Kolejny bieg Biegnij Warszawo za nami. 14 995 biegaczek i biegaczy wspólnie radowało się:
- cudowną, słoneczną pogodą;
- temperaturą, która sprzyjała biciu życiowych rekordów;
- czasem spędzanym aktywnie na świeżym powietrzu;
- wspaniałym towarzystwem ludzi, którzy chcą wspólnie dobiec do mety, nie podstawiając sobie wzajemnie nóg.
Była jednak grupa osobników, którzy z niepokojem patrzyli na tę eksplozję pozytywnych emocji, marszcząc swoje zatroskane czoła. I nagle wydarzyło się coś, czym mogli zapełnić puste szablony depesz agencyjnych: serce jednego z biegaczy nie wytrzymało wysiłku. Na coś takiego czekali od wielu lat!

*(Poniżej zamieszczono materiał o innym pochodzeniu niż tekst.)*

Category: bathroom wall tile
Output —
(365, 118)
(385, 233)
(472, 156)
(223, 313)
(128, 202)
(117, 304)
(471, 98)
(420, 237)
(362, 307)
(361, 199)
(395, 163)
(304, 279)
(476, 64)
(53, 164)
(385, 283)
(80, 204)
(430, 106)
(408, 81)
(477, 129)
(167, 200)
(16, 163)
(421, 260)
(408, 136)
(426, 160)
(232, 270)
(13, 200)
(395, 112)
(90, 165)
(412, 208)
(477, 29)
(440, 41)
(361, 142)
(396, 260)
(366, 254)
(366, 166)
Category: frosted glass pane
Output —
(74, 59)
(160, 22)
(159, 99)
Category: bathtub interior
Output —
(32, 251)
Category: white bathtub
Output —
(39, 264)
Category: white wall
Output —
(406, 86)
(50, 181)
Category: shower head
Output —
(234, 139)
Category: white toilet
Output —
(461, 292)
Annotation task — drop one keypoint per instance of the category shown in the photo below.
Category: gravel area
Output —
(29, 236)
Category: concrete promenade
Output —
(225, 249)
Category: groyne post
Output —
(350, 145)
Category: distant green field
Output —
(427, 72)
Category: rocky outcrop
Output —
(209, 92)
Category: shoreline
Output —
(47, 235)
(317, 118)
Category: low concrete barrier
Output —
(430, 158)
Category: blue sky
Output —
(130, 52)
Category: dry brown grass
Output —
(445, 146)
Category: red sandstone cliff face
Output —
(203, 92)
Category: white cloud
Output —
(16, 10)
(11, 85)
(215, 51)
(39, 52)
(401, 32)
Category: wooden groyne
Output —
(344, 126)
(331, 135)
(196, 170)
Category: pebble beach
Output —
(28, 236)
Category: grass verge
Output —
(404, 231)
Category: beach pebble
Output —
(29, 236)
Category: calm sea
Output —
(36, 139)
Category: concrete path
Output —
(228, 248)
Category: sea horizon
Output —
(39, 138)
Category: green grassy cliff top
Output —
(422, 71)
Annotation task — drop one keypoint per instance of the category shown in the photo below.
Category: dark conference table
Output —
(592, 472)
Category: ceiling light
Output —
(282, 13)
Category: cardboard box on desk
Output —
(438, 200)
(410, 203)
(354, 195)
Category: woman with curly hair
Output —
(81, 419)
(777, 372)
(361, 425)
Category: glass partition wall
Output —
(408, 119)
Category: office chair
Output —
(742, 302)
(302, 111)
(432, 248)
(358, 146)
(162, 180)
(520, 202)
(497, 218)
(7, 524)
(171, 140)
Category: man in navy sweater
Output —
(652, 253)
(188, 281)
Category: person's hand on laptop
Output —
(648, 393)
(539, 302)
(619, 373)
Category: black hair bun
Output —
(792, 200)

Z całym szacunkiem dla nieszczęścia, które spotkało młodego człowieka i jego rodzinę, chciałbym was, drodzy dziennikarze, spytać, czym ta śmierć zasłużyła na wyróżnienie, na wymienianie jej jako głównego doniesienia w telewizyjnych i radiowych serwisach informacyjnych? Czy staruszce umierającej w szpitalu nie należy się równie eksponowane miejsce w waszych komputerach? O sercach nie wspominam, bo już dawno ich nie macie…
Stuknijcie się w głowę i zastanówcie, jak krzywe jest zwierciadło, w którym odbijacie rzeczywistość!
W Biegnij Warszawo 2013 nie pobiłem swojego ubiegłorocznego rekordu życiowego, ale 10 kilometrów pokonane w czasie 53’42” w rewelacyjnych okolicznościach przyrody jest dla mnie wystarczającą odtrutką na ohydę ziejącą z ekranów telewizyjnych i informacyjnych portali internetowych.